Parallel computing with PETSc using a large number of cores on a supercomputer

Hi FreeFem++ developers!

Thank you very much for making FF.

I am currently attempting to run FF with PETSc on a supercomputer.
Are there any considerations to keep in mind for accuracy when performing large-scale parallel computations?

First, I compared the calculation results between my PC and the supercomputer, and found that the results were different.
I am trying to deal with this problem of deteriorating accuracy by setting the required residuals (-ksp_rtol) more strictly and by increasing the upper limit of the number of convergence times (-ksp_max_it).

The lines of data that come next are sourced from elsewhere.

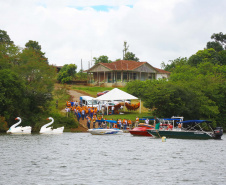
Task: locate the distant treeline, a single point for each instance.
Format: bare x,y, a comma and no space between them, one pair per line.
26,84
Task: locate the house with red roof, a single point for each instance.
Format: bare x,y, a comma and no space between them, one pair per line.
120,72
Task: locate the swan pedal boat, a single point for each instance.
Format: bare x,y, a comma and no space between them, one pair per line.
19,130
104,131
48,130
141,130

set(A, sparams = "-pc_type gamg -ksp_type gmres -ksp_rtol 1e-6 -ksp_max_it 10000 -pc_gamg_threshold 0.01");

You could try to add -ksp_pc_side right as well, but other than that, it should work just fine. Are you facing a particular issue?

Dear Jolivet,

Thank you very much for your constant guidance.

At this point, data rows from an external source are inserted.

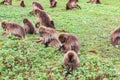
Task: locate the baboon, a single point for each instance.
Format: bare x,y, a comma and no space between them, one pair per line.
94,1
36,5
28,26
53,3
43,19
69,42
70,61
72,4
49,37
115,37
7,2
22,4
13,28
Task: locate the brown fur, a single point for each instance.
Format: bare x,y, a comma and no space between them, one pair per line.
72,4
13,28
69,42
43,19
22,4
53,3
71,60
28,26
36,5
7,2
94,1
115,37
49,37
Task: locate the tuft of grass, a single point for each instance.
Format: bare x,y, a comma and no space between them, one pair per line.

I will try the method you suggested as soon as possible.
I am probably facing a worse accuracy problem when the number of cores is increased, perhaps…

I am currently working on a 3D structural optimization problem using FF++ and PETSc.
There, I have encountered a problem where the final design solution is different for different number of cores (10 cores @ my WS, 76 cores @ super computer).
It seems that when the number of cores is large, (-ksp_max_it) is reached before the required accuracy (-ksp_rtol) is met, poor accuracy accumulated during the optimization process.

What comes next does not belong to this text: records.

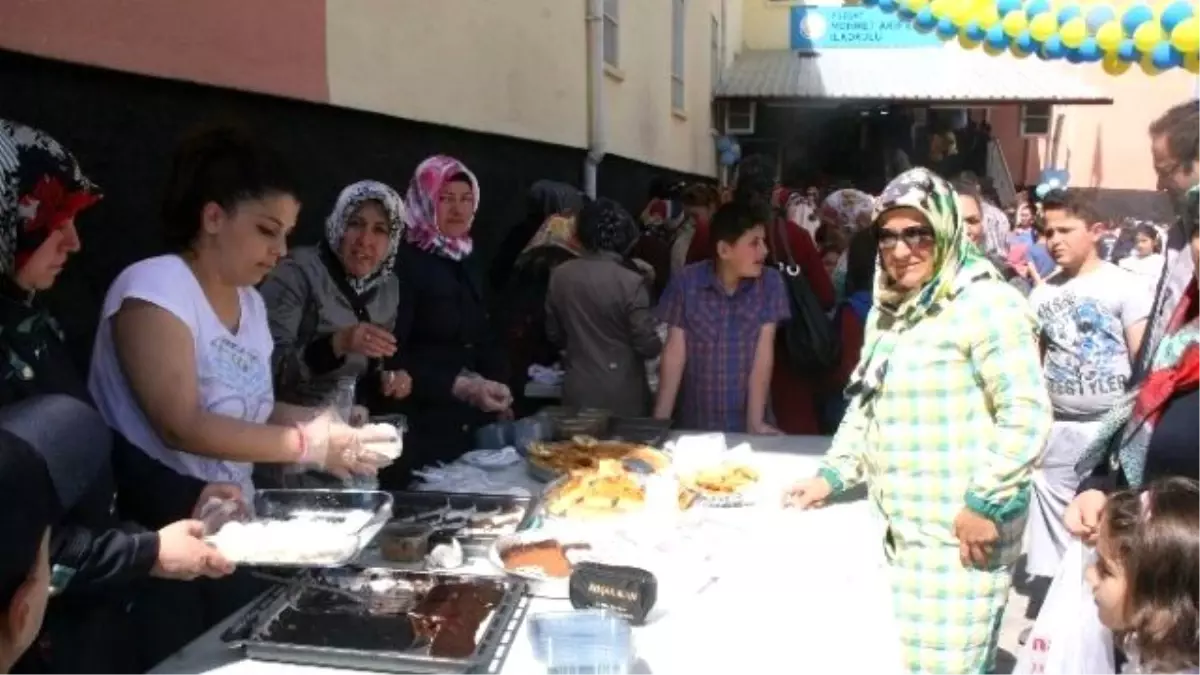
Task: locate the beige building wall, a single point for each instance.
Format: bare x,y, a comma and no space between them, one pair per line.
1101,145
514,67
641,121
520,67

I have very little experience with parallel ( and in fact find it to be an unfortunate late
resort lol ) but I am curious if you can elaborate on the issue or think of a simple
test case that may help narrow down the problem. Is the solution likely to be sensitive
to matrix element values? Someone was here earlier complainging FF was different
from matlab but posted files demonstrating rounding of matrtix elements in the
one case. If your problem is marginally well posed, that could be a factor.
Anye idea if the errors have any relationship to the way the task is partitioned?
There may be simpler problems that generate simpler matricies that make any issues
more obvious to spot.